A forensic biologist works in the lab

ATF forensic biologists use cutting-edge technology to collect and analyze biological evidence from crime scenes to help solve violent crimes involving firearms, explosives or arson. They also lead trainings, write technical reports and provide expert testimony during court proceedings.  

View current openings on USAJobs 

In the Field

Biologists are based at the National Laboratory Center in Maryland, and they sometimes deploy throughout the country to support criminal investigations. At the crime scene, they carefully collect and preserve potential evidence on clothing, weapons and other surfaces for further analysis.

In the Lab

In the laboratory, biologists conduct DNA analysis to help find possible leads for investigations. This often involves “touch DNA” analysis or detecting small traces of DNA left behind when an object is touched. Biologists regularly work with damaged or degraded samples, as well as complex mixtures containing DNA from more than one person. They upload the unknown DNA profiles into the Combined DNA Index System and search against a national database to find possible candidates.

In the Classroom

ATF’s forensic biologists provide specialized trainings at the National Center for Explosives Training and Research during Special Agent Basic Training and at various ATF field offices across the nation. They also teach recertification courses for certified fire investigators and National Response Team members.
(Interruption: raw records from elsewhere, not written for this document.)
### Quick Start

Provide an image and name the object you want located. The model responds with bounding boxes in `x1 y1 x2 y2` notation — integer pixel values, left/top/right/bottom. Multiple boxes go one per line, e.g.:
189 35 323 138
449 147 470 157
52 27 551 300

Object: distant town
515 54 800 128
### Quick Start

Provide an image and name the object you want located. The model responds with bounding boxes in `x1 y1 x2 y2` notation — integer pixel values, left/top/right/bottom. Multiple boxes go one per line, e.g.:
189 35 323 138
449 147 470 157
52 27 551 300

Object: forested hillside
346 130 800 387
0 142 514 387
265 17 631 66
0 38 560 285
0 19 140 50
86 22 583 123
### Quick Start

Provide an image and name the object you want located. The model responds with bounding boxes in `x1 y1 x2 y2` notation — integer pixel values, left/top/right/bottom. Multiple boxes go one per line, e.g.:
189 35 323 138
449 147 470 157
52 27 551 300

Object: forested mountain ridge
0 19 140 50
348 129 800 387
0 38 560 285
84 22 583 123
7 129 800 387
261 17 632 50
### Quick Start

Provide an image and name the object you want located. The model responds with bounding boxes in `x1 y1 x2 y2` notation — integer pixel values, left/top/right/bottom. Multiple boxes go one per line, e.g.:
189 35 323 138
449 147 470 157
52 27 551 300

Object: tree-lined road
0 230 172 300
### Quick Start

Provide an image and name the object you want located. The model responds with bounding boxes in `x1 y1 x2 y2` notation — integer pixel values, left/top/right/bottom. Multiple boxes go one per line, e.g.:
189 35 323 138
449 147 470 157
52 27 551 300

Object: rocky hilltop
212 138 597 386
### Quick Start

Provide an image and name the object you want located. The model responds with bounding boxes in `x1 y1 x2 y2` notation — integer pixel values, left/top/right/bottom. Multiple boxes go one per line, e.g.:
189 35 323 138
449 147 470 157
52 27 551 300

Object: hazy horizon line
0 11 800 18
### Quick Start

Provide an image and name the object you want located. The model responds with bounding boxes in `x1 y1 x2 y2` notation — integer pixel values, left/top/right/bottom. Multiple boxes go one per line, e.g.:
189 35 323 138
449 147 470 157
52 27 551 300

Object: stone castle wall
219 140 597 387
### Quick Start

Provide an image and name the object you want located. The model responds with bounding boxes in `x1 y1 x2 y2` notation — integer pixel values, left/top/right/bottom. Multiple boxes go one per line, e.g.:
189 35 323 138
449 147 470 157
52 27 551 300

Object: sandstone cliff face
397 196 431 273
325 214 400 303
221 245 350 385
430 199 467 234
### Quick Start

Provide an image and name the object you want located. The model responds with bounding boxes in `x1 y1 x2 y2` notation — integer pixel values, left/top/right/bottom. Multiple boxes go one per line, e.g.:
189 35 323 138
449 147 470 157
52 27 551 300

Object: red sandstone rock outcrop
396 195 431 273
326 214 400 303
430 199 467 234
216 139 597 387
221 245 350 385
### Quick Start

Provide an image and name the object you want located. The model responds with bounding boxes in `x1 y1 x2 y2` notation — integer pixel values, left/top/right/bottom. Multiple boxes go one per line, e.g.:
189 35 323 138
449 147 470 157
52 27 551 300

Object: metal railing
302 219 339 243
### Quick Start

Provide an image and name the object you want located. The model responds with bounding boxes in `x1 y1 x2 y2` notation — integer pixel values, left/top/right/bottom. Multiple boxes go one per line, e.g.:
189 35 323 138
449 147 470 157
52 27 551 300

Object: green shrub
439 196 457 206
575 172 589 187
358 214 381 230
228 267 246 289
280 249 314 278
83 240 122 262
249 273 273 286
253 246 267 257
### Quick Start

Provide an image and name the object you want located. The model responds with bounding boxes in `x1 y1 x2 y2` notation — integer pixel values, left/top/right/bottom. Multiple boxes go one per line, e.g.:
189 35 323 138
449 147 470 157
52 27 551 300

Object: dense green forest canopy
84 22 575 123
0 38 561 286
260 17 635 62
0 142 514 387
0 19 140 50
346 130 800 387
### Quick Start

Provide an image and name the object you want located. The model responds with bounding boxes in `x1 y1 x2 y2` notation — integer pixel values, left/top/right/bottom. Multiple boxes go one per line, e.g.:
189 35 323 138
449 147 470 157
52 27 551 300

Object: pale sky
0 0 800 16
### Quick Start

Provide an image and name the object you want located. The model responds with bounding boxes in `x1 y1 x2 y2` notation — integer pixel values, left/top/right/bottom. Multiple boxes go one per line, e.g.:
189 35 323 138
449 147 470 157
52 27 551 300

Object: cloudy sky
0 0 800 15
Outside the agency, forensic biologists instruct classes on evidence collection techniques, contamination prevention, DNA analysis and emerging trends for local, state and federal law enforcement personnel.

Specialized Training and Education

A forensic biologist analyzes evidence in the lab

Applicants must have an undergraduate degree with a science concentration in biology, chemistry or a forensic science-related area. In addition, they must have completed college coursework in biochemistry, genetics, molecular biology, statistics and population genetics.
Newly hired biologists must complete ATF’s training program on forensic biology theories and techniques. They learn about the proper collection and preservation of evidence, body fluid identification, DNA analysis methods, data interpretation and statistical calculations. At the end of the program, trainees participate in a mock case and trial. This training can take up to a year based on the individual’s prior experience or training.

As recognized experts in their field, ATF’s biologists participate in research, publish findings and share best practices within the scientific community. They are active members of professional organizations such as the American Academy of Forensic Sciences and the International Society for Forensic Genetics.